Geopolitical disruption has firmly moved from background risk to boardroom priority.

Once considered a regional or sector-specific concern, shifting alliances, trade restrictions and supply chain fragmentation are now reshaping global business strategy. From tariffs and sanctions to realignments in raw material sourcing, geopolitical uncertainty has become one of the defining factors affecting corporate performance.

Many chief executives are shellshocked at such an unpredictable and chaotic time. Slower GDP growth and tightening capital flows raise the stakes for businesses already navigating fragile demand, rising input costs, and policy volatility.

Given many companies’ overleveraged positions and the covenant challenges that could emerge from the risks of continued inflation and possible interest rate challenges, it is little wonder that many businesses are temporarily frozen and struggling to settle on their best course of action.

The pressure is particularly acute in sectors so heavily reliant on global supply chains. In this year’s survey, nearly two-thirds of respondents identified automotive as the industry most likely to face distress this year. Retail, manufacturing, and consumer goods are also expected to be heavily affected.

Some organizations are responding with creative operational and supply chain strategies. The just-in-time manufacturing model is giving way to something more robust and regionally adaptive. Leading manufacturers are investing in parallel production lines across trade blocs and rethinking upstream logistics to de-risk exposure to single points of failure. But that can’t be achieved overnight. The capital investments are extreme, and the timeframe to make those adjustments is not days or weeks, but months or years.

These aren’t short-term fixes. They signal a broader rethink of how companies approach risk and investment. The most prudent organizations will be exploring options including geopolitical hedging to mitigate losses and protect investments.

This necessary shift in focus brings other dangers, too. As geopolitical issues dominate executive agendas, other long-term disruptors, from climate change to AI adoption, risk being deprioritized. Leaders must maintain a wide-angle view of these trends that may ultimately prove more transformative.

While we have not seen the anticipated rash of bankruptcies yet—due in part to the rise in out-of-court liability management transactions—the pressure to fix problems in creditors’ portfolio is intensifying. A laser focus on the operational actions that can be taken now to drive a turnaround from within the business should not be delayed.

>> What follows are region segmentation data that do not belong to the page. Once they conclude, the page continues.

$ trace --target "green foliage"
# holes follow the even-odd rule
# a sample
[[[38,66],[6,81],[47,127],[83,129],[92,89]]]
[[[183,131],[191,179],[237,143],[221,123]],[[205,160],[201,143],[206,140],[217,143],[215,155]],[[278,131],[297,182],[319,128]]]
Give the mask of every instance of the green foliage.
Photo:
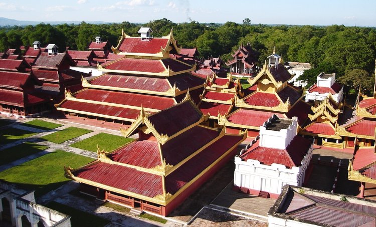
[[[9,163],[24,157],[46,150],[49,147],[26,142],[0,151],[0,165]]]
[[[21,124],[21,125],[31,127],[32,128],[38,128],[44,130],[50,130],[63,126],[63,125],[59,124],[56,124],[55,123],[49,122],[48,121],[45,121],[38,119],[25,122],[23,124]]]
[[[36,134],[30,131],[23,130],[17,128],[6,128],[0,132],[0,144],[12,143],[17,140],[24,139]]]
[[[0,179],[17,183],[29,189],[35,190],[35,196],[39,197],[69,180],[64,177],[64,164],[75,168],[94,160],[57,150],[0,172]]]
[[[133,140],[130,138],[102,132],[71,144],[70,146],[96,152],[98,146],[101,150],[112,151]]]
[[[158,222],[165,224],[167,222],[167,220],[161,217],[157,217],[153,215],[149,214],[148,213],[143,213],[140,214],[140,216],[143,218],[147,218],[149,220],[158,221]]]
[[[110,222],[107,219],[53,201],[47,203],[46,206],[70,216],[72,226],[101,227],[106,226]]]
[[[45,135],[41,137],[41,139],[48,140],[53,143],[62,143],[67,140],[69,140],[85,135],[86,133],[91,132],[92,131],[83,128],[70,127],[62,130]]]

For all parties, proactivity over paralysis is essential. Business leaders must seek out the opportunities that can deliver meaningful change, as there simply isn’t the buffer room to wait this out. A story to engage capital partners that takes a holistic view of restructuring solutions and multiple scenario plans will be critical. While no one can confidently predict what is coming next, a range of potential solutions and outcomes should be rationalized on the basis that they can weather more extreme downside scenarios.

Agility, once again, must become a core operating principle. CEOs and boards need to move fast to strengthen their organizations’ ability to absorb external shocks, pivot at speed as economic conditions evolve, and make the right decisions now that will benefit their businesses for the long term, irrespective of the persistent uncertainty surrounding them.